With Mars World, the Red Planet Will Come to Las Vegas -- as a Theme Park

Here's why its creator wants Mars World to capture the best parts of Burning Man.

Mars World Enterprises Inc/John Spencer/Brian Cho

Imagine a place where you could exist in only one-fourth of Earth’s gravity, ride trams around craters, and dress like a red planet high priestess. Now give yourself the option to afterwards slurp giant daiquiris out of souvenir cups strolling down the Las Vegas strip. That is the inevitable goal of Mars World, a theme park set to open in 2021. The designers of Mars World want to give Earthlings the option of experiencing the music, costumes, and culture of Mars without ever having to leave their own planet.

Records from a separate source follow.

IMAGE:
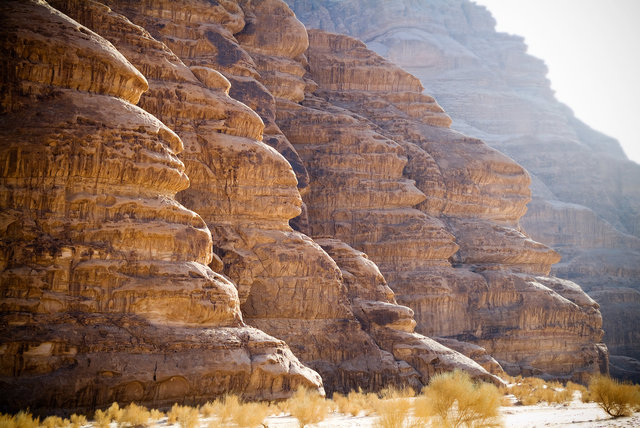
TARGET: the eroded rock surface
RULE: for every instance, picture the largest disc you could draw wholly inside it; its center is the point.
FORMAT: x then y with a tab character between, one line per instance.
586	194
450	246
106	292
246	191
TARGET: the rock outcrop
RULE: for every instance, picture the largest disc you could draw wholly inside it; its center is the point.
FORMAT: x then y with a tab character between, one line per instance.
586	194
106	292
246	191
137	241
457	259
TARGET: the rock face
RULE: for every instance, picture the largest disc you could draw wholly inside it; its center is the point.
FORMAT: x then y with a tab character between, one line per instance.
106	292
458	258
245	190
586	194
116	217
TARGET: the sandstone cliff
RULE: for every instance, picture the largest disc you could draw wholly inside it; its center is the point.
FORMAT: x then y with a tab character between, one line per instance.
458	258
106	293
108	278
586	194
245	191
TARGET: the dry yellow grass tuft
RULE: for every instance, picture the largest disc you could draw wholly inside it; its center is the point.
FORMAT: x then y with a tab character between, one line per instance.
393	413
308	407
454	400
101	419
156	414
616	398
209	409
394	392
55	422
114	412
78	420
20	420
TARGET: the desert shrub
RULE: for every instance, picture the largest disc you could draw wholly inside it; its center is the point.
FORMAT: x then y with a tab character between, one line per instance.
392	412
101	419
573	387
615	398
20	420
55	422
392	392
455	400
26	420
78	420
209	409
307	406
156	414
185	416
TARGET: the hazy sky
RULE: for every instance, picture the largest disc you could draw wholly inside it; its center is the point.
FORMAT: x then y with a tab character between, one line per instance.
592	49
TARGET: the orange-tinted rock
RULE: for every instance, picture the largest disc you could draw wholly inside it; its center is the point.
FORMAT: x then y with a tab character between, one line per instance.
392	325
246	192
586	193
106	293
460	262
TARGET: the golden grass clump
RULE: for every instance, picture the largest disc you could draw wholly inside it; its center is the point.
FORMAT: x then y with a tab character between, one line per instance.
20	420
453	400
392	412
209	409
392	392
616	398
78	420
156	414
55	422
250	414
308	407
185	416
114	412
355	402
101	419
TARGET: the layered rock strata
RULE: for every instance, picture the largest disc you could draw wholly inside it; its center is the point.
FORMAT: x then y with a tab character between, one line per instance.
459	260
247	192
106	292
391	325
586	199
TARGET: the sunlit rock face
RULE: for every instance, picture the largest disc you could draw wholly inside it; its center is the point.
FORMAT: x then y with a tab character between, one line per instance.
106	292
449	246
246	191
586	194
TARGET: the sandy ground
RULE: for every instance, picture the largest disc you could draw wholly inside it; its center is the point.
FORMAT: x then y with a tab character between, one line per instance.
578	414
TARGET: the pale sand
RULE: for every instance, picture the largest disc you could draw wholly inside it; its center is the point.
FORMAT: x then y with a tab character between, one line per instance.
578	414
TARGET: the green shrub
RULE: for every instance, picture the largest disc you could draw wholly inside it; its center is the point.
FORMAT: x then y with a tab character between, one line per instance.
55	422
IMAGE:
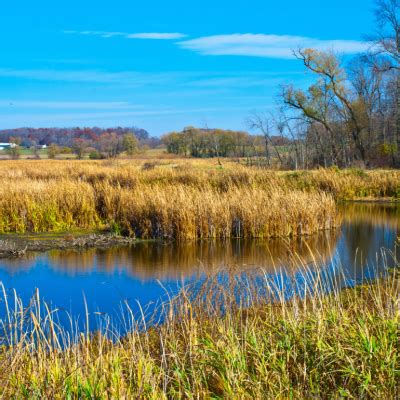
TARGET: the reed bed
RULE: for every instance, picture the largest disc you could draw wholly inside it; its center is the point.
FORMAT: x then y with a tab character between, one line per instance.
342	344
178	202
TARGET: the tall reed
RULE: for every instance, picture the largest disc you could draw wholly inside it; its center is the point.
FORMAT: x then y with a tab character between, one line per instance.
212	345
169	202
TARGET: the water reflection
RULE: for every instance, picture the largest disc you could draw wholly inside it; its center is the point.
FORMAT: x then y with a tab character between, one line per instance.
148	261
143	271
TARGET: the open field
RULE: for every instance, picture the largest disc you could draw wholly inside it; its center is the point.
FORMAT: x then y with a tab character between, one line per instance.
339	345
179	199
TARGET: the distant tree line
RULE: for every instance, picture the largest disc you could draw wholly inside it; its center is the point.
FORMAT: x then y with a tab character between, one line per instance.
197	142
349	115
96	142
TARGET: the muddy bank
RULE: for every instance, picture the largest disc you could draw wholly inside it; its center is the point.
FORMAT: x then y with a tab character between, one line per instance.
17	246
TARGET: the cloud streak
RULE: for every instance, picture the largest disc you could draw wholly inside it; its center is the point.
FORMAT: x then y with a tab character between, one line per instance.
270	46
141	35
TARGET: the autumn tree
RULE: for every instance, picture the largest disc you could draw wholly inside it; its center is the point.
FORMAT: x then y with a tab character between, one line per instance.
130	144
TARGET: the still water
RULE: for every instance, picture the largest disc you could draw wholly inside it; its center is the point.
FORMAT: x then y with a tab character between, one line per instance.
143	272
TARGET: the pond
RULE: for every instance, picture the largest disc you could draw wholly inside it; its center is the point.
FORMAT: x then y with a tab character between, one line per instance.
145	271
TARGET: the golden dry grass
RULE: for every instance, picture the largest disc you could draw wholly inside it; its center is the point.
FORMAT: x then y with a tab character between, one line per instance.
177	201
342	345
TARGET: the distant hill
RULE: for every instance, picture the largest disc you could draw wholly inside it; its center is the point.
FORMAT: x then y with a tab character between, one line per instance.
66	136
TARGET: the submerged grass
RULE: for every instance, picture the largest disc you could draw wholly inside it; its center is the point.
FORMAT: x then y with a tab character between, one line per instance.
343	344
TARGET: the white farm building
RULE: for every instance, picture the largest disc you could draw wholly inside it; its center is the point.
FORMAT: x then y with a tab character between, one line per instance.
6	145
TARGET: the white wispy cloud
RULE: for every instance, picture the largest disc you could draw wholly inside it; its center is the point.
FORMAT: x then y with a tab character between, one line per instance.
140	35
261	45
70	105
156	35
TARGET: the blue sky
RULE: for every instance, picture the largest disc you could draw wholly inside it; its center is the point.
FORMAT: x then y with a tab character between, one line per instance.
161	65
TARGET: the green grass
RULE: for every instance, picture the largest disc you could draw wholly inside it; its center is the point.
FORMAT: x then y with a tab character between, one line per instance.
342	345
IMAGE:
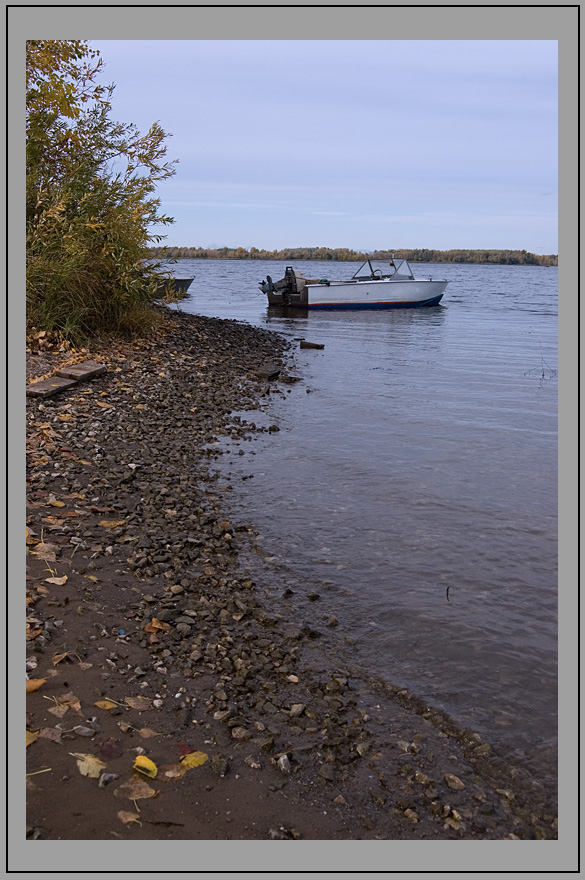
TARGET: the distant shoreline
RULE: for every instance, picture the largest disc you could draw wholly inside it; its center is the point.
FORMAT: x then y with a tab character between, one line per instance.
415	255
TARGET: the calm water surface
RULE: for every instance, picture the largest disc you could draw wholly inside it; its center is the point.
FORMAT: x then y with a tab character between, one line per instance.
416	485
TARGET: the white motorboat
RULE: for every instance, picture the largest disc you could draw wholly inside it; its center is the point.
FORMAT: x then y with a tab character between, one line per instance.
373	286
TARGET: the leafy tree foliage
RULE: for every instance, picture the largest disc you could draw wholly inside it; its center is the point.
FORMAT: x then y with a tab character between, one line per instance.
90	203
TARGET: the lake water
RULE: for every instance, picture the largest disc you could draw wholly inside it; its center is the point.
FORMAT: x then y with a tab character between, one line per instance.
415	487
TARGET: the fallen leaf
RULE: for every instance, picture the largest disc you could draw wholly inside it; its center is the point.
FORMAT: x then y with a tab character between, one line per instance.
33	684
32	633
140	703
155	625
106	704
136	789
31	737
146	766
89	765
45	551
146	732
194	759
70	700
52	733
172	771
69	655
127	818
59	711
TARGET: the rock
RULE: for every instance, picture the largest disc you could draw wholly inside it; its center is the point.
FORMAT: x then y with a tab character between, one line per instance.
453	782
241	733
297	709
219	765
283	764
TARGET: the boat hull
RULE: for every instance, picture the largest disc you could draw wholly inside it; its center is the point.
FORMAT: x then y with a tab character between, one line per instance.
384	294
391	304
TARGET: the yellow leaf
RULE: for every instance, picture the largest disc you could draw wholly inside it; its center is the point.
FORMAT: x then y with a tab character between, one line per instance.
33	684
31	737
127	818
194	759
146	766
59	711
106	704
89	765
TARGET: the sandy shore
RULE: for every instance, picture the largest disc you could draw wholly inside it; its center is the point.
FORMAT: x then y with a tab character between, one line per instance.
152	640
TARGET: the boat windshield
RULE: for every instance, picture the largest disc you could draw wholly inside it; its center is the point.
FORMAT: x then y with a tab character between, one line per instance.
376	269
373	268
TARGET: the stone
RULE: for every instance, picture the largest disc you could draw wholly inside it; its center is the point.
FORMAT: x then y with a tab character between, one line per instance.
453	782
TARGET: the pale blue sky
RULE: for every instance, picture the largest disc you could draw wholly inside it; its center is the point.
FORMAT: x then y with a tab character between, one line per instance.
359	144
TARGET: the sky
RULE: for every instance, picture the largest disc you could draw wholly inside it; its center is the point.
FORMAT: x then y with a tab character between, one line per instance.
348	143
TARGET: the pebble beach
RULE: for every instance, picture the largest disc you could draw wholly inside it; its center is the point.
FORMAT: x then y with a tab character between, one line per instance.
153	633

The immersive theme park will be built on yet-to-be-purchased land somewhere between the I-15 freeway and Las Vegas Boulevard. It’s estimated that Mars World will cost about $2 billion; the land alone comes with a price tag of $200 million. The entertainment company behind the project, Mars World Enterprises Inc., is currently considering two tracts of land, one that is 85 acres and another that is 66 acres.

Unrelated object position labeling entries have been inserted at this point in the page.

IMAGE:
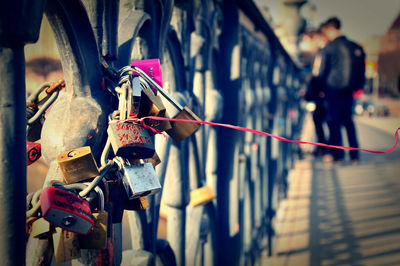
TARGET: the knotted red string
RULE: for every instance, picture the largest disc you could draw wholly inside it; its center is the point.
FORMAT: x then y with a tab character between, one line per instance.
141	120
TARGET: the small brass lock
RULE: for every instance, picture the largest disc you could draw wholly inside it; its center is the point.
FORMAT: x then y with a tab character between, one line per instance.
97	238
130	140
201	195
77	165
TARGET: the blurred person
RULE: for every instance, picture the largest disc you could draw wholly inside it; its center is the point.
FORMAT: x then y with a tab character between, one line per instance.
342	70
316	90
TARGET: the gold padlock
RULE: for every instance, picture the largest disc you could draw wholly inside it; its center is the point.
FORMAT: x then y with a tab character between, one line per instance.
77	165
66	245
97	238
137	204
152	105
40	228
201	195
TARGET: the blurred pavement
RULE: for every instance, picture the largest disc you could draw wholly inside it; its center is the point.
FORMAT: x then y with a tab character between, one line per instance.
343	214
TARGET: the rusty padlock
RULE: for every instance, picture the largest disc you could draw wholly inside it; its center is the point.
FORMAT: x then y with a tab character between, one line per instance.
33	152
67	210
130	140
155	160
152	105
137	204
179	130
40	228
77	165
97	238
66	245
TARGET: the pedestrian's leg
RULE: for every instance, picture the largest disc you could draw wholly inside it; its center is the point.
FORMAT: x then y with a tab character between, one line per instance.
335	136
347	118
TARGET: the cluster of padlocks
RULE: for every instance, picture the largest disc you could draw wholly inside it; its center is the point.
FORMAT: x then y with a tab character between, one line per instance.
78	211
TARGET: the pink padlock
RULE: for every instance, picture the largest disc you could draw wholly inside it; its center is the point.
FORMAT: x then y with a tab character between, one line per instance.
152	68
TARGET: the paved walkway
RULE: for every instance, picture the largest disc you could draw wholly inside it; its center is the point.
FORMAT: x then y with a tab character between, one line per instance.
342	214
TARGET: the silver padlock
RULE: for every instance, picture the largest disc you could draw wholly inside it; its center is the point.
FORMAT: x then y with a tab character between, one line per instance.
139	180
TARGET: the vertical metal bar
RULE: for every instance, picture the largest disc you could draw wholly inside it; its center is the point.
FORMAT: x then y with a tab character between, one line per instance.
12	155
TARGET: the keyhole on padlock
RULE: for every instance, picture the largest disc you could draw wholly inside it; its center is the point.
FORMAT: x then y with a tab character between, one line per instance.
68	221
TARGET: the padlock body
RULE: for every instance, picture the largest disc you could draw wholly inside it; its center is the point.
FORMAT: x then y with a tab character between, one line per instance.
182	130
130	140
137	204
201	195
97	238
33	152
77	165
116	202
140	180
152	105
66	210
66	245
155	160
40	228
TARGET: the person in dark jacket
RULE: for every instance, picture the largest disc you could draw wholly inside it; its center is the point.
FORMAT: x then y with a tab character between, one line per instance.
315	91
334	71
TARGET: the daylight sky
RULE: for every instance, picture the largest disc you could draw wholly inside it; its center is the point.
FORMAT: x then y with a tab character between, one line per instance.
360	18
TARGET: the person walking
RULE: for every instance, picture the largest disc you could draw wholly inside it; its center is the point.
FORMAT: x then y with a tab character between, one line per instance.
316	92
342	70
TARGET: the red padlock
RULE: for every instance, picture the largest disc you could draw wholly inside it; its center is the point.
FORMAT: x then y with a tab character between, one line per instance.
66	210
33	152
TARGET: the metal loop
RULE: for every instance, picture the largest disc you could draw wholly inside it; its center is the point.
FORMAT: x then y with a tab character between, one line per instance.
45	106
33	97
96	181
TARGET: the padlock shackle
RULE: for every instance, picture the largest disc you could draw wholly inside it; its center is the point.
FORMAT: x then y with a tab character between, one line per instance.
158	87
101	198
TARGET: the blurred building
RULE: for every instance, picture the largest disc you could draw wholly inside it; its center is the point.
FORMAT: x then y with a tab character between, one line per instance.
372	47
42	59
389	61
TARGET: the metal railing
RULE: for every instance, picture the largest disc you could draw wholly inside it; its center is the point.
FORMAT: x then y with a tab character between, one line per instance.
219	57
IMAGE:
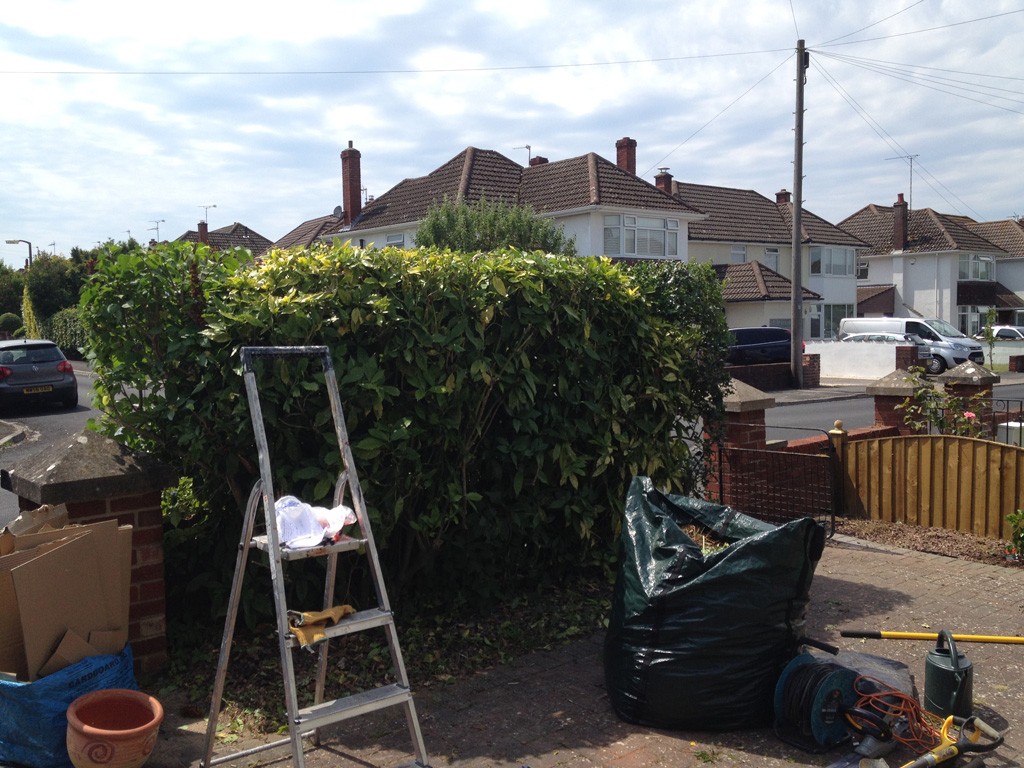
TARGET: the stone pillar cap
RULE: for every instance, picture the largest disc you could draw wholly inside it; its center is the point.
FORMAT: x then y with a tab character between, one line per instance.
743	398
88	468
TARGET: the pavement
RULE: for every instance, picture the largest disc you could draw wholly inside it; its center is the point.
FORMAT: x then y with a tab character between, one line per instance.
551	709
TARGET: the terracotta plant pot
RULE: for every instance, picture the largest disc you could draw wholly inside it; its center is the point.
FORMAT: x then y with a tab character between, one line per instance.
113	728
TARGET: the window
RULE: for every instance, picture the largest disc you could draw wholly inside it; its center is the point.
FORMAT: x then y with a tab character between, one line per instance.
640	236
976	266
971	318
832	260
830	316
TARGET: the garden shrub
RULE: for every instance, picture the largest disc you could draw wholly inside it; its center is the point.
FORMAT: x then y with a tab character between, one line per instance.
65	330
498	403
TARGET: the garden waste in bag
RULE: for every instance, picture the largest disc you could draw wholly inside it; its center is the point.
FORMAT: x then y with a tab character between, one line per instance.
698	641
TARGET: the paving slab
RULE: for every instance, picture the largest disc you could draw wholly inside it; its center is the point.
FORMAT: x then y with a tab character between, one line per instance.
551	709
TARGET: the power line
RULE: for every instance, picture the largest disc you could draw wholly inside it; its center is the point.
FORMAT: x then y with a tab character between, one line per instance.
922	32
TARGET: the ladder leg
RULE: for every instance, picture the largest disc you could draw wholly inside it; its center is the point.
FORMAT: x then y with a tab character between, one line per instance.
232	612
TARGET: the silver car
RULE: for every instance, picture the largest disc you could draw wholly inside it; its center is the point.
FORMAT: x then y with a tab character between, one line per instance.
36	370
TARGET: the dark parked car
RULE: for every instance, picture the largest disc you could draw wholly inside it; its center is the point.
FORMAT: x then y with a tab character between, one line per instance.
35	370
761	344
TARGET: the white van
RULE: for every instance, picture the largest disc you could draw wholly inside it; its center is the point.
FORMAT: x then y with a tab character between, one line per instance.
949	347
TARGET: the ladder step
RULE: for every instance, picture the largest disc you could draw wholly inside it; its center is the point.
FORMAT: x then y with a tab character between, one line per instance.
364	620
349	707
344	544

It needs to be big — Mars World is being hyped as the home to the world’s largest dome; a structure expected to be as big as the Giza Pyramid and so large the Rose Bowl could fit inside of it. The idea is that the park represents what a hypothetical city on Mars will be like, a city that chief designer John Spencer sees being a lot like Burning Man in spirit.

A concept design of the walkway leading to the resort and spa of Mars World.

Mars World Enterprises/John Spencer/Brian Cho

“They’re pretty, rowdy, independent, artistic,” Spencer told to “Don’t agree with authority too much. At Burning Man, clothing is optional. If you take that as a foundation and extend that out further in the controlled environment, then we have amazing characters, artwork, and costumes.”

Spencer is uniquely positioned to design this hypothetical life on Mars: He’s done interior design work on the International Space Station, designed the underwater laboratory used by NASA astronauts during Extreme Environment Mission Operations, and has designed science bases used by the National Science Foundation in Antarctica.

He is also the founder of the Space Tourism Society and the president of Red Planet Ventures, a company that is focused on “Mars simulation ventures.”

Enjoying the night life of Mars World.

Mars World Enterprises Inc./John Spencer/Brian Cho

Mars World isn’t the first attempt at selling the idea of Mars on Earth — in 2005 the company 4Frontiers announced its intention to build Interspace, a “space-themed entertainment and research facility” based in Titusville, Florida. More education and youth-based than Mars World, the $80 million project seems to be pretty much stalled.

What Mars World is most reminiscent of are the space entertainment initiatives at Disneyland and Disney World. After humans made it to the moon in 1969, Disney had to scrap its fantastical imaginings of moon-life and change its Flight to the Moon attraction to Mission to Mars. Mission to Mars opened in both parks 1975, closed in 1992, and reopened in 1998 as a pizza place. The incredible price of updating the project couldn’t match the incredible speed in which science was advancing.

Crater rides will be a part of Mars World.

Mars World Enterprises Inc./John Spencer/Brian Cho

That’s the inevitable problem with Mars World — the concept is fantastical now, but one day will seem as outdated as the flying saucers built for the 1964 World’s Fair. NASA hopes to have humans on Mars by 2040; it obviously won’t be a swift transition to making Mars party-central, but it’s fair to assume that to our great-grandchildren Mars World will be a relic of the past. This is partly a problem for the future and the billions spent on this — and partly why it will be so exciting to experience it now.